[The Witch's Hat Water Tower towers over Pratt School in Prospect Park.]
A few weeks ago I was lucky enough to be going past Prospect Park during its annual Pratt School Ice Cream Social. It was an overcast cloudy day, a bit drizzly, but it happened to be the only day of the year where the distinctive “witches hat” water tower is let open to the public. Someone in the park department manages to let the good citizens climb up to the highest point in Minneapolis, to look down on the fair city from just under the brim of the Witch's Hat. You have to wait in a bit of a line, but once you get there you're welcome to climb the near-endless spiral of stairs along with everyone else in the neighborhood.
[The car's eye view of the Pratt Ice Cream Social reveals a primary colored castle looming in the distance.]
The event, called the Pratt Ice Cream Social, is a fundraiser for the neighborhood school, Pratt Elementary, which sits in the shadow of the water tower, in heart of the Prospect Park neighborhood. The neighborhood blocked off the streets for a couple blocks surrounding the school, and root beer floats, ice cream, brownies, and a variety of other kids games mixed with food, including the beanbag toss and ‘jumpy castle’.
It made me thankful for the Twin Cities’ wonderful street fair season, part of the general spirit of frivolity that comes with the onset of summer after months of wintertime stir-craziness. Like Grand Olde Day (which just ended) or a number of other festivals in various TC neighborhoods, neighborhoods through the city tell cars to shove it for an afternoon and become street fairs, or parades, and people come out of their homes and mingle with the neighbors. Even though I don’t live in Prospect Park, I saw a few folks I knew (like State Rep. Phyllis Kahn, Papa John Kohlstad, and Councilmember Cam Gordon’s assistant Robin Garwood).
I’d really like to see more Twin Cities neighborhoods do things like this… It's really terrific to see the way that, with such a simple move like putting up a yellow-and-white striped barrier, a neighborhood can transform itself into a wonderland of street activity. That's definitely what happened along Malcolm Avenue on this particular Friday. The very same pavement that had normally served to zip cars around the curving Prospect Park streets became a place for feet, children, tables, dancing, mingling, and families. Everyone packed into this little two block stretch and enjoyed the warm rain.
Prospect Park, though, is kind of a unique case that has a distinctive, strong, and probably slightly oppressive neighborhood identity. As I understand it, the neighborhood was threatened during the construction and planning of Interstate 94, which was slated to go right through the middle of the community (and demolish a F. L. Wright house). This caused the neighbors to band together to lobby for an alternate route, and the current compromise route where 94 runs through a concrete trench around the edge of the Prospect Park neighborhood.

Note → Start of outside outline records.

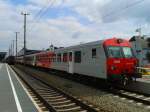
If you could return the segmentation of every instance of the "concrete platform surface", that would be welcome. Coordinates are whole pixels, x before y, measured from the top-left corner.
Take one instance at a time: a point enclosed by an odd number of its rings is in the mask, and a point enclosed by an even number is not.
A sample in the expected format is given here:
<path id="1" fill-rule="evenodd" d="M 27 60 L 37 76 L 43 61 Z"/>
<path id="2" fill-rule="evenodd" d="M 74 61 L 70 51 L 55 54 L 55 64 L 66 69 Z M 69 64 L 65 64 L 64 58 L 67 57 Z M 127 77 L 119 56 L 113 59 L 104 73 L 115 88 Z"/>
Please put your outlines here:
<path id="1" fill-rule="evenodd" d="M 38 112 L 33 102 L 15 72 L 0 63 L 0 112 Z"/>

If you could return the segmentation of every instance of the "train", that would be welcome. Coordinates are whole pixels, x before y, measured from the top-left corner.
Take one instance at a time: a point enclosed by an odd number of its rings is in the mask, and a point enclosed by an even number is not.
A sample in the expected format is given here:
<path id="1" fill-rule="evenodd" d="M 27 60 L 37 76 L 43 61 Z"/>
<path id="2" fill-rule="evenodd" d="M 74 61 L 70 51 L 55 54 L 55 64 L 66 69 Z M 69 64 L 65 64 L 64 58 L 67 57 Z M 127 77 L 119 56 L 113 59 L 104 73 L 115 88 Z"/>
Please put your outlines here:
<path id="1" fill-rule="evenodd" d="M 80 74 L 127 85 L 134 78 L 138 59 L 128 40 L 109 38 L 80 45 L 18 56 L 16 62 L 34 67 Z"/>

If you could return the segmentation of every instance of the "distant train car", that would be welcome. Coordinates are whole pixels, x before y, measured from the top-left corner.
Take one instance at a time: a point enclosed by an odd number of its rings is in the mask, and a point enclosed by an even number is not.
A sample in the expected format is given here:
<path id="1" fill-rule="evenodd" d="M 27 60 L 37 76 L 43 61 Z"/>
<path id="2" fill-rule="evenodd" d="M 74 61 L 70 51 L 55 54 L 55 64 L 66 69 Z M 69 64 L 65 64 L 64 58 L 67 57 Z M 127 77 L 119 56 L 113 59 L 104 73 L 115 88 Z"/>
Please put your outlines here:
<path id="1" fill-rule="evenodd" d="M 14 63 L 15 63 L 15 57 L 14 56 L 8 56 L 6 58 L 6 63 L 8 63 L 9 65 L 14 65 Z"/>
<path id="2" fill-rule="evenodd" d="M 51 68 L 54 52 L 41 52 L 36 54 L 35 65 L 37 67 Z"/>
<path id="3" fill-rule="evenodd" d="M 25 56 L 25 64 L 35 66 L 36 65 L 36 55 L 30 54 Z"/>
<path id="4" fill-rule="evenodd" d="M 132 78 L 141 77 L 136 74 L 138 60 L 130 43 L 124 39 L 106 39 L 35 55 L 36 66 L 109 82 L 119 81 L 123 85 Z"/>

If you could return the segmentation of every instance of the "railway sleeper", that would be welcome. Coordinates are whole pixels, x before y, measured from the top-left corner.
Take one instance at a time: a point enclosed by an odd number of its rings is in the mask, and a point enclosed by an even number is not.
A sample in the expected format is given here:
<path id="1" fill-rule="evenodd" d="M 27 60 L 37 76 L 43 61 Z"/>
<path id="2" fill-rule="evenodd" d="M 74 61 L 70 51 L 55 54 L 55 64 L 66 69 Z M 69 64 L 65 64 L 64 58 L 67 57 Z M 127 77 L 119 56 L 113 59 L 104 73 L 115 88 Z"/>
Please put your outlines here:
<path id="1" fill-rule="evenodd" d="M 41 94 L 40 94 L 40 95 L 41 95 Z M 47 95 L 43 95 L 43 94 L 42 94 L 41 96 L 48 98 L 48 97 L 56 97 L 56 96 L 60 96 L 60 95 L 61 95 L 61 94 L 58 94 L 58 93 L 57 93 L 57 94 L 52 94 L 52 95 L 51 95 L 51 94 L 47 94 Z"/>
<path id="2" fill-rule="evenodd" d="M 52 100 L 50 100 L 50 99 L 48 99 L 48 101 L 49 102 L 59 102 L 59 101 L 65 101 L 65 100 L 67 100 L 67 98 L 59 98 L 59 99 L 52 99 Z"/>
<path id="3" fill-rule="evenodd" d="M 52 105 L 60 105 L 60 104 L 67 104 L 67 103 L 71 103 L 71 100 L 60 101 L 60 102 L 51 102 Z"/>
<path id="4" fill-rule="evenodd" d="M 45 98 L 45 96 L 43 96 Z M 64 98 L 63 95 L 59 95 L 59 96 L 47 96 L 46 98 L 48 99 L 58 99 L 58 98 Z"/>
<path id="5" fill-rule="evenodd" d="M 57 112 L 80 112 L 82 111 L 80 106 L 76 106 L 68 109 L 58 109 Z"/>
<path id="6" fill-rule="evenodd" d="M 65 108 L 70 106 L 76 106 L 76 103 L 69 103 L 69 104 L 63 104 L 63 105 L 54 105 L 54 108 Z"/>

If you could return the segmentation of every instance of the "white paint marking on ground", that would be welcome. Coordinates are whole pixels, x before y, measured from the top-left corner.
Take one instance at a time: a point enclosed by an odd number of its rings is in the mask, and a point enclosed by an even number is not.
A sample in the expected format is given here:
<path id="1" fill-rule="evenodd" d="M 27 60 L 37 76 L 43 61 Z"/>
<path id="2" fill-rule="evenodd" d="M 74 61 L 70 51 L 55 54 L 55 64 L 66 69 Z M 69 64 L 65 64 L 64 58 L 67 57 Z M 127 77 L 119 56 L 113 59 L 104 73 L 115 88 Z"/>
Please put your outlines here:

Since then, the neighborhood has been dealing with the ever-encroaching presence of the University of Minnesota (and their eminent domain rights) which not only constantly tries to build new properties in the Prospect Park area, but emits an endless stream of students with rent checks looking for cheap housing. As a result, the Prospect Park neighborhood has an unusually high degree of political activism and Not-In-My-Back-Yard sensibility.
But even though the Prospect Park (and esp. its neighborhood group PPERRIA) has a clicque-ish reputation I was touched by the diversity of people who attended the Pratt social on a drizzly overcast Spring day. Young and old, black and white, wet and dry, happy and sad ... (well, nobody seemed really sad)... everyone came down to the Ice Cream Social!